How to explain death to a child: A guide

Yep, these books actually exist.  There is actually one titled “The Beautiful Way to Explain Death to Children.”  I am sure this one will be much better than any suggestions I could make, because I haven’t a clue how to do it.  Just when you think you are ahead of the game, or at least on target, your kids throw you a curveball and you are behind again.  The other day, mine was death and how to help my kids to understand it.  Sure, they understand that when they squish a bug that it’s dead, but what that means?  That’s another story.

It came up nonchalantly the other night at dinner.  I usually play music when it’s the three of us, sort of a relaxing mix while we eat.  Elvis came on (we were listening to oldies) and when I said he wasn’t around anymore, of course, my eldest asked why.  “Because he went away for awhile.”  Puzzled, they responded with, “where?”  What to say, what to say.  I grew up Catholic, so it was obvious my choice would be heaven, which I promptly answered with.  But what do I say when they ask what heaven is?  Sheesh.  It’s like the great inquisition!
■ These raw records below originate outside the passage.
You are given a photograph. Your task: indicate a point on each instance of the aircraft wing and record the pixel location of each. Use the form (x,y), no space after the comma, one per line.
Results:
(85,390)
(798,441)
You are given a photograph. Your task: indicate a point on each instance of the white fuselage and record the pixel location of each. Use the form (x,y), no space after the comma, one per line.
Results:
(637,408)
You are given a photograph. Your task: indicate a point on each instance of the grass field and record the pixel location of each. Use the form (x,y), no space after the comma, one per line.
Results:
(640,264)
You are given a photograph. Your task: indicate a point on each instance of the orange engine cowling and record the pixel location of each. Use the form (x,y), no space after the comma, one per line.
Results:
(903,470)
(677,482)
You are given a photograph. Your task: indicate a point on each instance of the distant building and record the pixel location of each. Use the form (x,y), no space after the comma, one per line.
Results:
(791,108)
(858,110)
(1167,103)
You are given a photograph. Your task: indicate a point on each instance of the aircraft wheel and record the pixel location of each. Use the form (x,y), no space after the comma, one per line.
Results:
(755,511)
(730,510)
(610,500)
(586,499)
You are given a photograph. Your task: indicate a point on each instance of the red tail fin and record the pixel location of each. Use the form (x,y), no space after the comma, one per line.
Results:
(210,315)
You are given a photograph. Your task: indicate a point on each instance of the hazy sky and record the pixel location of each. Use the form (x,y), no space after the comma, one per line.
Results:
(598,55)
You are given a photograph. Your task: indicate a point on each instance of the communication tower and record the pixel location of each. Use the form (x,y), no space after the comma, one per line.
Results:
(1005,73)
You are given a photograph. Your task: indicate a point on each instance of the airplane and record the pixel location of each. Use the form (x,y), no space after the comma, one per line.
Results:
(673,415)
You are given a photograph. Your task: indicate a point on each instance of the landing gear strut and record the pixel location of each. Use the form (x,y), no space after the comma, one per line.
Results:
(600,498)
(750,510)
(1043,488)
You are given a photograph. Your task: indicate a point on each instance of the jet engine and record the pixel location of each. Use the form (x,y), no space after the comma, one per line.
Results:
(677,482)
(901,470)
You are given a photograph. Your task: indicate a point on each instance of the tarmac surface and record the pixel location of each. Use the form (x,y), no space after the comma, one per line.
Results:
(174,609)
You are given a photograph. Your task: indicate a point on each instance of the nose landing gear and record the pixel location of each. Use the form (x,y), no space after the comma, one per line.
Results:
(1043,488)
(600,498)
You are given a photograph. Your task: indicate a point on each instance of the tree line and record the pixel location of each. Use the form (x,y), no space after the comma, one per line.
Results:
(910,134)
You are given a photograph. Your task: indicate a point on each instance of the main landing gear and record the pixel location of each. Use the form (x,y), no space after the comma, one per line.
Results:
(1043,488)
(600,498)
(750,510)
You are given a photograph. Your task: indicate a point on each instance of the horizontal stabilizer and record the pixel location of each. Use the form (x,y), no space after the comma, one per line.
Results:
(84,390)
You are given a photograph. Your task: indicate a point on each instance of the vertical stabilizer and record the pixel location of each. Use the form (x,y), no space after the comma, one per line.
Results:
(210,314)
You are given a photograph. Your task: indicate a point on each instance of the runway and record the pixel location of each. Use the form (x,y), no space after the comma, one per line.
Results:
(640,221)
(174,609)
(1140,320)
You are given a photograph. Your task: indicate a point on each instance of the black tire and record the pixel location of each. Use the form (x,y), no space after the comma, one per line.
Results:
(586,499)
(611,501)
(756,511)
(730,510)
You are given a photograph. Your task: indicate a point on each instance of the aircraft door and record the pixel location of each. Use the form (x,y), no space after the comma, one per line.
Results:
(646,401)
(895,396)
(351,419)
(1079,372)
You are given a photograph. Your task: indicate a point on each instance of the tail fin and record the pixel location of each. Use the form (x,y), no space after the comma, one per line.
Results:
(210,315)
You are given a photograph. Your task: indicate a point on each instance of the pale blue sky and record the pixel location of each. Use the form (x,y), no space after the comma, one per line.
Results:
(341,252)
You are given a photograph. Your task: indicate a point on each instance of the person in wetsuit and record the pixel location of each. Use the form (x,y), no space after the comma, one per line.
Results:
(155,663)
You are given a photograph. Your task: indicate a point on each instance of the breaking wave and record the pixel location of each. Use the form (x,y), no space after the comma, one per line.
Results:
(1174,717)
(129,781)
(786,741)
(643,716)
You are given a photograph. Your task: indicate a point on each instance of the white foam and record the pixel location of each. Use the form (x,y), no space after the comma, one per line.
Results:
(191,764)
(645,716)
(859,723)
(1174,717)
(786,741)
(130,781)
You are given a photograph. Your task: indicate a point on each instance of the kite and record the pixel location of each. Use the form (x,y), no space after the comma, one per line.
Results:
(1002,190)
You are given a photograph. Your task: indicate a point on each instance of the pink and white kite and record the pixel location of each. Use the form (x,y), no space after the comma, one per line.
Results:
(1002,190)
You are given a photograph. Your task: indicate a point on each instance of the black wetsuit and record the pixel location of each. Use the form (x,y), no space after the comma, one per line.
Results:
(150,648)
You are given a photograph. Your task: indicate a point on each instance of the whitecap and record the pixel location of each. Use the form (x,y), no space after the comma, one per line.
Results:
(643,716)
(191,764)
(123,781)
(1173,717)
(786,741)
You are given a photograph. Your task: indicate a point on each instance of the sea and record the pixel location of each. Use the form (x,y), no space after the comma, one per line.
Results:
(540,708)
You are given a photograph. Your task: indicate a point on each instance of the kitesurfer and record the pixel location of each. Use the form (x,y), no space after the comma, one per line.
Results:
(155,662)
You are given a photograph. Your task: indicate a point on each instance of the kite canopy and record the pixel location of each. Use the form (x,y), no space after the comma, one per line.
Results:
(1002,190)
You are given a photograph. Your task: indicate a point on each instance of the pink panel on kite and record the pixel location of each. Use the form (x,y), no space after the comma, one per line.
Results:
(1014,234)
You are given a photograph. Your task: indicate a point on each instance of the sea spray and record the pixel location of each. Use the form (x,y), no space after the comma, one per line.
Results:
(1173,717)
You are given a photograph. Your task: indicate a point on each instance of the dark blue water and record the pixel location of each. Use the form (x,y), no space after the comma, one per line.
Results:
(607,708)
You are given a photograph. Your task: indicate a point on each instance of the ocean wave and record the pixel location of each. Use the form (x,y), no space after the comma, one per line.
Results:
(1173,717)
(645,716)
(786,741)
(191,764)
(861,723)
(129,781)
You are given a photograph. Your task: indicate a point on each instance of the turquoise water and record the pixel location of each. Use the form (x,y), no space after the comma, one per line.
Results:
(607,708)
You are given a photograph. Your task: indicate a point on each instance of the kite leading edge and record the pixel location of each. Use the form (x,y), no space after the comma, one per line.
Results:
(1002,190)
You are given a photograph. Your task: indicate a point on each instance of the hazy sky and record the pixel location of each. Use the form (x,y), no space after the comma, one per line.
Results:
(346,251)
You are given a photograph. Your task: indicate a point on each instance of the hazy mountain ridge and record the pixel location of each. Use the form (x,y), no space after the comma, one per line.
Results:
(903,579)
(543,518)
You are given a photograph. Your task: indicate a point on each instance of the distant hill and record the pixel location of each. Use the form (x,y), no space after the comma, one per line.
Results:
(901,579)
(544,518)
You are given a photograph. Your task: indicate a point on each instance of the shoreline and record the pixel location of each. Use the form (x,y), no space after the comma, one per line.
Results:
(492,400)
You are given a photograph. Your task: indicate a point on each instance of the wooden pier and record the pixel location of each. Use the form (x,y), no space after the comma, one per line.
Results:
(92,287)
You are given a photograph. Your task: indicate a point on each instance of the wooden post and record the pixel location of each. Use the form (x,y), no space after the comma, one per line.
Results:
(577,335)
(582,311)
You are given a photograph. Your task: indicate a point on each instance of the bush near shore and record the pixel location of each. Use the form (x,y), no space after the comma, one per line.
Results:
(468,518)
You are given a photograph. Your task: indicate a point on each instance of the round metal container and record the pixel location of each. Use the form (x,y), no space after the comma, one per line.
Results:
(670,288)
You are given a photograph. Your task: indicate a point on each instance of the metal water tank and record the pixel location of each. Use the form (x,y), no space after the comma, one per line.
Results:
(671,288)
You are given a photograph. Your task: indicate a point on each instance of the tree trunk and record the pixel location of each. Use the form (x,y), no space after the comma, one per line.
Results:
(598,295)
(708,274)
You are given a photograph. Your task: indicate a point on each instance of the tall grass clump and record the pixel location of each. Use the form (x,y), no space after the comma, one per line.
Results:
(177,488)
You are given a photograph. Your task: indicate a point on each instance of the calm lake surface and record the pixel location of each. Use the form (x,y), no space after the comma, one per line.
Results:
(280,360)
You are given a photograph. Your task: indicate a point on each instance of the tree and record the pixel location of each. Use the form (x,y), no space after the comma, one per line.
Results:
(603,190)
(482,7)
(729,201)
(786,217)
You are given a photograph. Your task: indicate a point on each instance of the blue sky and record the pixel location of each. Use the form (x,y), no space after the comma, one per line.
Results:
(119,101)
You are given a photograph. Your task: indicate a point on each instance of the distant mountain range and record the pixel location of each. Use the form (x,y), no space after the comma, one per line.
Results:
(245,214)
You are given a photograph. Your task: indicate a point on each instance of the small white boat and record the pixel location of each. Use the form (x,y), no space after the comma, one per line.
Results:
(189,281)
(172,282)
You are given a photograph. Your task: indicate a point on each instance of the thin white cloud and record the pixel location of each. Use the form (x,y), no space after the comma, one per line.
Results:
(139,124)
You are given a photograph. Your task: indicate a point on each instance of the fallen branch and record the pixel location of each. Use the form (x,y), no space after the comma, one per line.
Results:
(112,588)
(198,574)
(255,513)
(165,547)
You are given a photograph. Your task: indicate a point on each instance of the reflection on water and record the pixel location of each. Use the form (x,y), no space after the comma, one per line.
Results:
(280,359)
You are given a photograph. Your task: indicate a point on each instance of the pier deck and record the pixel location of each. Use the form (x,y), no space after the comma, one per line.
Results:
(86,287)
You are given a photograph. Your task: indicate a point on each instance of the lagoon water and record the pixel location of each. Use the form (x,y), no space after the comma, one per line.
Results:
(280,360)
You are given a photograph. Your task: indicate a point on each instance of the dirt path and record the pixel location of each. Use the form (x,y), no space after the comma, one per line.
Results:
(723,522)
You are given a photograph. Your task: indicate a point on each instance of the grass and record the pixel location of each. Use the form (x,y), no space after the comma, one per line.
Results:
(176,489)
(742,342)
But seriously.  How do you explain to your small children what it means to die?  You don’t want to go that route, because it’s depressing.  But also because it’s difficult to understand.  They aren’t sleeping, but they will never wake up and talk?  The bug is squished so it can’t move, but it can’t do anything else, either?  My eldest was too young to understand when my grandfather died what was happening.  I mean, they met and everything, but my eldest was only a little over a year when he died, so there was no need to explain it.   It is, however, something that they will come upon.  What is the best age to explain it to, based on development?  I guess I can’t say, because I am still trying to understand it myself.

What should you do when your kids ask questions about death?  Lie?  Hell, no.  That will come back to bite you in the ass.  I mean, yes, it’s okay to tell little white lies here and there but this is a whopper of a lie to tell, so steer clear of that.  Should you evade or ignore them?  Nope.  Then they will just turn into pains in the asses and ask “why?” to everything you suggest, so that will get old.  I would recommend what I had done: explain how they went away and won’t be able to come back.  If you get a “why?” to that, I like to use the simple, “because that’s what happens, I don’t know why.”

Ok.  So I haven’t really answered the question how to explain death.  I am not an expert in this, especially since my own depression issues flared tremendously because I hadn’t a clue how to deal with my own tradegies.  Treat lightly, I suppose.  I am using the “went away for awhile” and “we can’t see them anymore”.  When I start getting more in depth questions, I guess I’ll cross that bridge when I get to it.  I doubt I will use Why Did You Die?  or Life is Like the Wind books to help me, but maybe desperate times call for desperate measures?